2018-03-19	t/watch_maildir: note the reason for FIFO creation
	I had to dig through commit history for this and we should better document our tests (along with everything else).
2018-02-07	update copyrights for 2018
	Using update-copyrights from gnulib While we're at it, use the SPDX identifier for AGPL-3.0+ to ease mechanical processing.
2017-06-26	watch: improve fairness during full rescans
	We need to ensure new messages are being processed fairly during full rescans, so have the ->scan subroutine yield and reschedule itself.

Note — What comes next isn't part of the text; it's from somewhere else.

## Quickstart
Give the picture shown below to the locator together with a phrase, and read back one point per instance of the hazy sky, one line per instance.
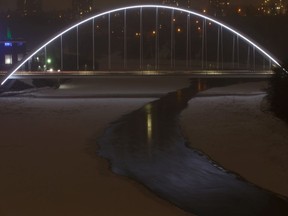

Additionally, having a long-running task inside the signal handler is dangerous and subject to reentrancy bugs. Due to the limitations of the Filesys::Notify::Simple interface, we cannot rely on multiplexing I/O interfaces (select, IO::Poll, Danga::Socket, etc...) for this. Forking a separate process was considered, but it is more expensive for a mostly-idle process. So, we use a variant of the "self-pipe trick" via inotify (or whatever Filesys::Notify::Simple gives us). Instead of writing to our own pipe, we write to a file in our own temporary directory watched by Filesys::Notify::Simple to trigger events in signal handlers.
2016-07-01	t/watch_maildir: quiet down spam check warning
	Probably better than bloating our own API with configurable warning streams and such...
2016-06-24	watch_maildir: implement optional spam checking
	Mailing lists I watch and mirror may not have the best spam filtering, and an extra layer should not hurt.
2016-06-24	document Filesys::Notify::Simple dependency
	And improve documentation for existing dependencies, too.
2016-06-19	watch_maildir: tighten up path checks
	Only mark seen messages as spam, otherwise it could be too aggressive and cause problems or over training. We wouldn't want a wayward FIFO ruining our day, either :)
2016-06-19	watch_maildir: spam removal support
	We can support spam removal by watching a special "spam" Maildir, too. We can run public-inbox-learn as a separate step, and that command will be improved to support auto-learning, too.
2016-06-18	watch_maildir: add scan test
	This should be portable despite the intended use of this directory being non-portable.